On to the crit. Damn, I love crits. This one was .9 miles, tilted slightly uphill, with one sweeping 180 and two 90s at the other end. Mostly nontechnical, no real chance of a break. I rode (again) at the front, which was easy because the pace was pretty low (for a crit). What wasnt easy was getting to the front, since the guy in front of me (GC leader) couldnt clip in at the line, and then the next guy I got behind (some shmoe) also couldn’t clip in off the line.
I was trying to set up steve for a few sprints, and finally got my chance on prime number 3 (of 7). Coming down the back stretch I hit the front, and opened a (small) gap through the corners (yeah bike handling). Then, noting that Steve was not directly behind me, I jumped at 300-350 to go, looking to make the fast men behind me work and pull him up. About 75-50 from the line, I ran out of gas, and 4 guys shot by me: the Green Jersey, the other Green Jersey (we had two that day; so much for Official’s Infallibility), some other fast guy, and Steve, clinging to their rear wheels.

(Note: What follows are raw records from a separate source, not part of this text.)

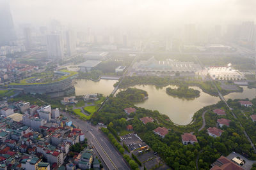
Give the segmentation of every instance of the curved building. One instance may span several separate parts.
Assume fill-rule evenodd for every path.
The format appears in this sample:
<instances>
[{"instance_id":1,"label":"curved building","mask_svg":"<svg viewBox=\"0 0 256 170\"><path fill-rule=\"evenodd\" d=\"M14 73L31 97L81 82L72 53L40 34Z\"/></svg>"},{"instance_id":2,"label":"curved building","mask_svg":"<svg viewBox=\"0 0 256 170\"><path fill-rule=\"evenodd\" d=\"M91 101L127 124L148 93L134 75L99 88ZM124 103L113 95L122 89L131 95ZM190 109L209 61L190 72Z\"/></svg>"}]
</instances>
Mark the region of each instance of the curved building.
<instances>
[{"instance_id":1,"label":"curved building","mask_svg":"<svg viewBox=\"0 0 256 170\"><path fill-rule=\"evenodd\" d=\"M31 94L48 94L60 92L73 87L73 79L77 76L77 73L71 73L69 75L49 83L11 83L9 88L22 90L25 93Z\"/></svg>"}]
</instances>

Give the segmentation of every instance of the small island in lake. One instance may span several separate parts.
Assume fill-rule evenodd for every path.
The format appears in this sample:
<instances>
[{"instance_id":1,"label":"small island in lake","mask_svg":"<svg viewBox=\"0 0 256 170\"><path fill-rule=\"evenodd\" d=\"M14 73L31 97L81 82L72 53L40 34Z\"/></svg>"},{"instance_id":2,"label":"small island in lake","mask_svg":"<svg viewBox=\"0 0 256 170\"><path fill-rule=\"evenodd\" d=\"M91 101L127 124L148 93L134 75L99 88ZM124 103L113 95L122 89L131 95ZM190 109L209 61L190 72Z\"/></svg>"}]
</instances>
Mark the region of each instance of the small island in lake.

Despite (or because of) the relatively low pace, there was lots of shoving. I am a wide little dude (170lbs at 5’8″), so I’m all for a little argy-bargy. But lining up for the first 90 corner on the backstretch, there was some serious clumping/pinching. A guy on the outside curb lost his balls and twiched in; the resulting effect was like those little steel speheres on strings you see on investment bankers’ desks, and I was the end ball. I could have leaned back against the guy who hit me, but there was space inside, so why not take the bump rather than risk piling up the field? Well, because unbeknownst to me, there was someone halfwheeling me. He paid the price, and went crashing into my rear wheel, taking a few spokes with him. I was hammering to regain position, but Steve past me and said “dude, take a lap; you’ve got no spokes.” Untrue. I still had 19 spokes (of an original 24) and the wheel was still straight. Not shabby.
Neutral support was (again) awesome, and they shot me back out into field (about 80 positions down) with a nice new Campy Eurus. Good wheel, that Eurus. I Robbie McEwened my way back through the field, got the front, chased down the final break, and was swallowed on the bell lap. I grabbed the wrong wheels twice, and ended up back in 25th or so. Now, why in the hell every Cat 4 wants to sprint, I don’t know. Guys, there are no points for 24th place. If you’re out of position, just let it go. Someone’s going to get hurt when people go head down-elbows out in mid-pack. I cruised over for god knows what place, and called it a wrap. Now back to Colorado.